Das Doppelleben der talentierten Miss Highsmith



Bewertung:    



„Warum schrieb Pat immer Bücher mit männlichen Hauptfiguren?“ Das fragt die Regisseurin Eva Vitija in Minute 35:40 Patricia Highsmiths ehemalige Lebensgefährtin, die US-amerikanische Schriftstellerin Marijane Meaker. „Weil sie sich am besten verkaufen. Frauen lesen gerne über Männer. Männer lesen gerne über Männer“, antwortet diese prompt lakonisch und lächelt trocken.

Patricia Highsmiths (1921-1995) wohl bekannteste Figur ist Tom Ripley, Protagonist in fünf ihrer Romane. Ripley mordet, kommt damit davon und empfindet keine Reue. In den Geschichten von Highsmith täuschen zwiespältig gestaltete Figuren oft etwas vor.

Marijane Meaker, die in den späten 1950er Jahren mit Highsmith zusammen war, redet auch freiheraus über Highsmiths Frauenbekanntschaften, ihren Hang zum Gin und die Trennung von Pat. Meaker, am 21. November 2022 im Alter von 95 Jahren verstorben, veröffentlichte selbst bereits 2003 (2005 in deutscher Sprache erschienen) autobiografische Lebenserinnerungen an die berühmte Freundin. Sie ist eine von drei ehemaligen Lebenspartnerinnen von Highsmith, mit denen Vitija für ihre Dokumentation spricht. Auch die wesentlich jüngere deutsche Schauspielerin und Kostümbildnerin Tabea Blumenschein berichtet ihre Einschätzung und Wahrnehmung von Highsmith. Blumenschein verstarb nach der Filmdoku bereits 2020. Die dritte interviewte Geliebte ist die französische Übersetzerin und Lehrerin Monique Buffet, die Highsmith in Paris kennenlernte. Regisseurin Vitija besuchte außerdem Verwandte Highsmiths in Fort Worth, Texas, um mit ihnen Familienalben zu durchblättern und über die berühmte Angehörige zu plaudern.

Die gebürtige Texanerin Patricia wurde protestantisch erzogen und wuchs die ersten Jahre bei ihrer Großmutter auf, bevor ihre Mutter sie zu sich holte. Später hatte sie zeitlebens ein schwieriges Verhältnis zu ihrer Mutter, einer Grafikerin.

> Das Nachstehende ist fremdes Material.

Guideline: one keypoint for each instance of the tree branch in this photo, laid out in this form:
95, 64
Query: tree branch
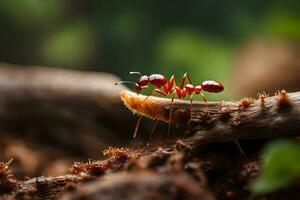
278, 115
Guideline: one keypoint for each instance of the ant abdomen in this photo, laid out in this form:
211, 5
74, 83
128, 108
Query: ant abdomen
212, 86
158, 80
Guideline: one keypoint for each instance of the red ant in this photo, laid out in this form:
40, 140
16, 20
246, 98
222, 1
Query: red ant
159, 81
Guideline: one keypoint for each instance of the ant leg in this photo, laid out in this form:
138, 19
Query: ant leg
170, 116
160, 92
204, 99
137, 126
240, 148
152, 132
191, 99
148, 96
184, 78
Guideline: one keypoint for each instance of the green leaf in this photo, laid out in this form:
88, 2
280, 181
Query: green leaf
281, 166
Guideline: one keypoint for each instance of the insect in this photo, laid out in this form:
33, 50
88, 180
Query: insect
171, 87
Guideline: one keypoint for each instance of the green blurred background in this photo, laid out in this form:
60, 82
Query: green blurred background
204, 37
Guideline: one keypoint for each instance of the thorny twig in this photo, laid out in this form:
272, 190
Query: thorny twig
278, 115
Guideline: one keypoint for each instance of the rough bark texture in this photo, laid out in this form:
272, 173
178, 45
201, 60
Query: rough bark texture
266, 117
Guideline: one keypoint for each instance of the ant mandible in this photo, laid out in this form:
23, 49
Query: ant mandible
159, 81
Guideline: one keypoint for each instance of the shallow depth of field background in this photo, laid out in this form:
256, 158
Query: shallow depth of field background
250, 46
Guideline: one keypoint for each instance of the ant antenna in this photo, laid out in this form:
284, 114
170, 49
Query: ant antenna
139, 73
122, 82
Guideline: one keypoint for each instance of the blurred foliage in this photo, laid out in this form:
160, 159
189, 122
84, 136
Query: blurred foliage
281, 166
167, 37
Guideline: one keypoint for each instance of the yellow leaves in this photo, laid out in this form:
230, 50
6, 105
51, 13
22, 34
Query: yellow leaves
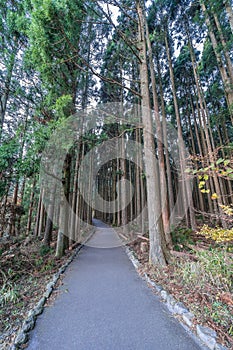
205, 191
228, 209
218, 234
214, 196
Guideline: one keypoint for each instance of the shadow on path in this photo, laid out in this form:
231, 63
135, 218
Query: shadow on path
105, 305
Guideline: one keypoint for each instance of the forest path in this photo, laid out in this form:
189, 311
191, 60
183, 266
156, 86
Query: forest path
105, 305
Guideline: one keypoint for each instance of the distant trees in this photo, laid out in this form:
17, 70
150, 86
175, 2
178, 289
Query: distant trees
173, 60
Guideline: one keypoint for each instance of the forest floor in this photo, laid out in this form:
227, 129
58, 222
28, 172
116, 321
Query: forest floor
199, 276
26, 268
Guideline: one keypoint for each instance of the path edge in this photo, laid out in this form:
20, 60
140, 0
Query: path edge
29, 322
206, 335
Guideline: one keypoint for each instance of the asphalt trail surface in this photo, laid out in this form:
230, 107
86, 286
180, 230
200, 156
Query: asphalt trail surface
105, 305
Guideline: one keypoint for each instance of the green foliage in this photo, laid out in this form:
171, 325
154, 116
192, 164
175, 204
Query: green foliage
44, 250
180, 237
213, 267
8, 294
218, 234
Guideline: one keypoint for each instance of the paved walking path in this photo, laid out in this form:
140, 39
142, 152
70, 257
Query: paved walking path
105, 305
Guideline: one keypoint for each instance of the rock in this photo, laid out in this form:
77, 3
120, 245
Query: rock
21, 338
158, 288
171, 303
62, 269
219, 347
50, 285
188, 317
180, 309
164, 295
40, 306
207, 335
31, 314
48, 293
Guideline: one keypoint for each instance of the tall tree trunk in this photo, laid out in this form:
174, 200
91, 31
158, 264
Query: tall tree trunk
186, 186
158, 249
31, 206
229, 12
159, 133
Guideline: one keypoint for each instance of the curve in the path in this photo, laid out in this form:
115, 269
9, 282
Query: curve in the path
105, 305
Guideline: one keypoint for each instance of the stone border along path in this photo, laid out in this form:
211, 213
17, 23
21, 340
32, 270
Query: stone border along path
205, 334
30, 322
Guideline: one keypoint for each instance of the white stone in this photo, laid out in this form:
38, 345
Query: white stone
208, 336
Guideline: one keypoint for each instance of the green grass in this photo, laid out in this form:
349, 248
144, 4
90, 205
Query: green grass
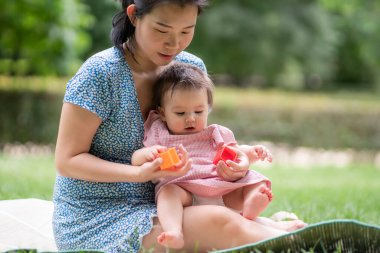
26, 176
314, 194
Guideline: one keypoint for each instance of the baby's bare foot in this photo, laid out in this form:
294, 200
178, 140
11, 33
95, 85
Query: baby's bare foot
171, 239
256, 202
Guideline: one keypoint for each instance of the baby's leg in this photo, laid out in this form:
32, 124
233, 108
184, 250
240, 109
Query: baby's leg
250, 200
256, 199
290, 225
170, 202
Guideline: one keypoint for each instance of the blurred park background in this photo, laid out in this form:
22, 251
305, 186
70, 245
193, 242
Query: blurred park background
302, 76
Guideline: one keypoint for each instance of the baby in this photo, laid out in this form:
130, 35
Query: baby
183, 99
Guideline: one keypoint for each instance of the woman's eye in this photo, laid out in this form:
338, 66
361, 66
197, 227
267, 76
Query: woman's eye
160, 31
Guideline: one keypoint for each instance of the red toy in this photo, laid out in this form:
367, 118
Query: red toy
224, 154
170, 159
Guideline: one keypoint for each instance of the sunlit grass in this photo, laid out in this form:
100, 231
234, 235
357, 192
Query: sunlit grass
314, 194
26, 176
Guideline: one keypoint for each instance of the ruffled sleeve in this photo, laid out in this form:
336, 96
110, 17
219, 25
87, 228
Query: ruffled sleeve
90, 88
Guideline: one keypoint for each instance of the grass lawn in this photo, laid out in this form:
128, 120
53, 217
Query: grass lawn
314, 194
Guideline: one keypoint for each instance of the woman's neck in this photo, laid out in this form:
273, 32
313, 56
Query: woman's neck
138, 64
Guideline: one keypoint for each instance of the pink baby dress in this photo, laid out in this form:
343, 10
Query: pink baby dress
202, 179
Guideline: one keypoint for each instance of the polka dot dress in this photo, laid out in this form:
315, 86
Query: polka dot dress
112, 217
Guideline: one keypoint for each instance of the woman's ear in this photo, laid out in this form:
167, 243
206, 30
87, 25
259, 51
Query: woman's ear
131, 11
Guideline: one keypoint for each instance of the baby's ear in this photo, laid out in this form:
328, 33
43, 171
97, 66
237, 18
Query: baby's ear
161, 112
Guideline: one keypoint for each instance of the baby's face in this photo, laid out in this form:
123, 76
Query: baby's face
185, 111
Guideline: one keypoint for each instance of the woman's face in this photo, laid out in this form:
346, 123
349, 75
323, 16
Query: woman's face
164, 32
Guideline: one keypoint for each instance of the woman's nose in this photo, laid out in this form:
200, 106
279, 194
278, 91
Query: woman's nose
172, 42
190, 118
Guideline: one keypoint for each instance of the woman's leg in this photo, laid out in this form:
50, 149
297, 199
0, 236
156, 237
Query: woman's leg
170, 202
215, 227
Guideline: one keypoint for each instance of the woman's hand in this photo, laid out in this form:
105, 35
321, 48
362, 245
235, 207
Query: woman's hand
232, 171
259, 152
151, 170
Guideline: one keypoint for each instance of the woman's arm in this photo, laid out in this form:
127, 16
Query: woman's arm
76, 131
146, 154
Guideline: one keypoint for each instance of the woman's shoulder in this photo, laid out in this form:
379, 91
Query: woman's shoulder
108, 56
187, 57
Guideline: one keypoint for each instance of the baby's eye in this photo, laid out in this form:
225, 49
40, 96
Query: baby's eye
160, 31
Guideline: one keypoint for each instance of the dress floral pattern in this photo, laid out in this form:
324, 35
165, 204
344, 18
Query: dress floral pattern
112, 217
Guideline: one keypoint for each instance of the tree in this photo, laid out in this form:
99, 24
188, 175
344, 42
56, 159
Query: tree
42, 37
267, 39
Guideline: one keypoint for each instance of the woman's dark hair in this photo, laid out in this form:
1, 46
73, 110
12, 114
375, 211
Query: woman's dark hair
122, 28
181, 76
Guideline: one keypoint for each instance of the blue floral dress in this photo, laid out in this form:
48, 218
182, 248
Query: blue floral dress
111, 217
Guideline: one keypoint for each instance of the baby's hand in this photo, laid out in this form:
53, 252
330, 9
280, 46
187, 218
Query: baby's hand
233, 170
151, 153
259, 152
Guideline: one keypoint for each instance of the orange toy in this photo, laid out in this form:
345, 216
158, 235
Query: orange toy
224, 154
170, 159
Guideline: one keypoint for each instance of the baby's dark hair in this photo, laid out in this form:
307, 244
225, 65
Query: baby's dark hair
122, 28
181, 76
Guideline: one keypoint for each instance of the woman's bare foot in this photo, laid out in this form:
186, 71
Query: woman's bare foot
171, 239
256, 201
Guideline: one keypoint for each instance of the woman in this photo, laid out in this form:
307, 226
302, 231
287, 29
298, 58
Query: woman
101, 201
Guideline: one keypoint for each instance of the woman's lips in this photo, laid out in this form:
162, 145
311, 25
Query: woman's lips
166, 56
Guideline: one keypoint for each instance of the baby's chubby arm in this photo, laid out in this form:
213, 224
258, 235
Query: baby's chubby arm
146, 154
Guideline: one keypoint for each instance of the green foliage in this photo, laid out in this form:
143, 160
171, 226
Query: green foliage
39, 37
266, 39
300, 119
100, 31
29, 116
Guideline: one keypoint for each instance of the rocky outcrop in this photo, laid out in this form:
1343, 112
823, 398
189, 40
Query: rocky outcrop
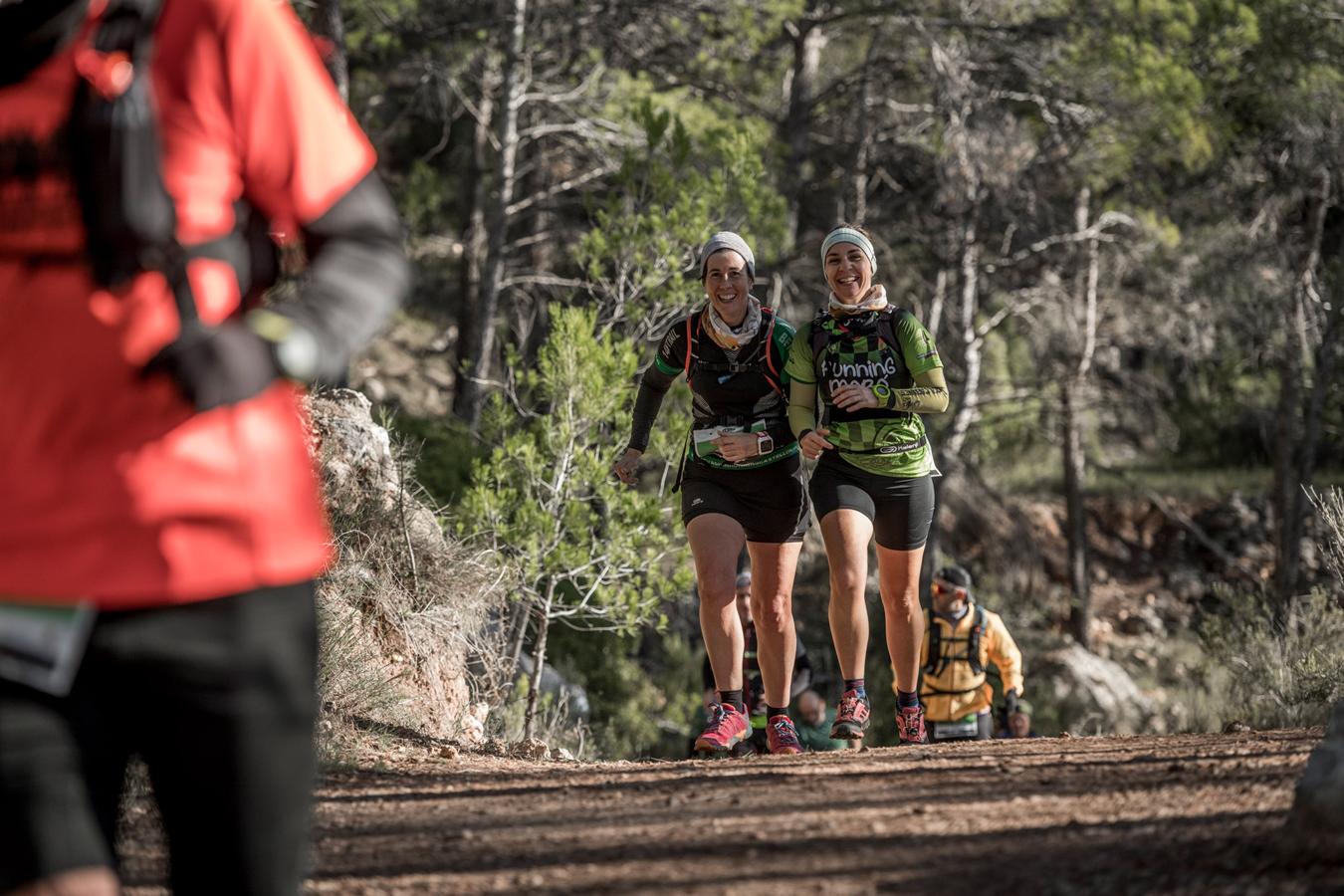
1090, 693
1319, 802
403, 608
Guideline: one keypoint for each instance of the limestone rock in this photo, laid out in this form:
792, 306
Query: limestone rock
1091, 693
1319, 800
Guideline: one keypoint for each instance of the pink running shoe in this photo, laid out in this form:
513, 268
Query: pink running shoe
910, 726
783, 738
851, 716
728, 729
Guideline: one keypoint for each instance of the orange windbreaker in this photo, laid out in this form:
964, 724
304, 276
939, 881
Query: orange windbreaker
972, 692
112, 487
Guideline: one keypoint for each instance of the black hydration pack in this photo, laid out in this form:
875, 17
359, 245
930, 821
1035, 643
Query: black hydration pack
129, 218
821, 336
937, 662
112, 150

Vitija zeigt in Loving Highsmith chronologisch verschiedene Stationen im Leben der Autorin und skizziert Bezüge zwischen Leben und Werk. Als eine Grundlage der Doku dienen Tagebuchaufzeichnungen, die 2021 zum 100. Geburtstag der Schriftstellerin erstmals veröffentlicht wurden, in der deutschen Sprachversion gelesen von Maren Kroymann (in der OmU-Fassung von Gwendoline Christie). Zudem wird Archivmaterial aus früheren Interviews mit der Autorin in die Doku montiert und es werden viele Fotos von der legendären Schriftstellerin in unterschiedlichen Lebensphasen gezeigt, auch Reiseaufnahmen aus der Jugend.

Die Jugendliche Patricia lebte im Geheimen ihre Homosexualität in der lesbischen Subkultur der 50er Jahre aus. Sie besuchte im New York der Nachkriegszeit einschlägige Lokale. Die Endzwanzigerin war bald ein gefeierter Literaturstar. Ihr erfolgreiches Romandebüt Strangers on a train/ Zwei Fremde im Zug (1950) wurde ein Jahr nach Erscheinen von Alfred Hitchcock verfilmt. 1952 hatte sie mit dem unter Pseudonym veröffentlichten lesbischen Liebesroman The Price of Salt einen weiteren großen Erfolg, den sie 1990 unter eigenen Namen und mit dem Titel Carol wiederveröffentlichte.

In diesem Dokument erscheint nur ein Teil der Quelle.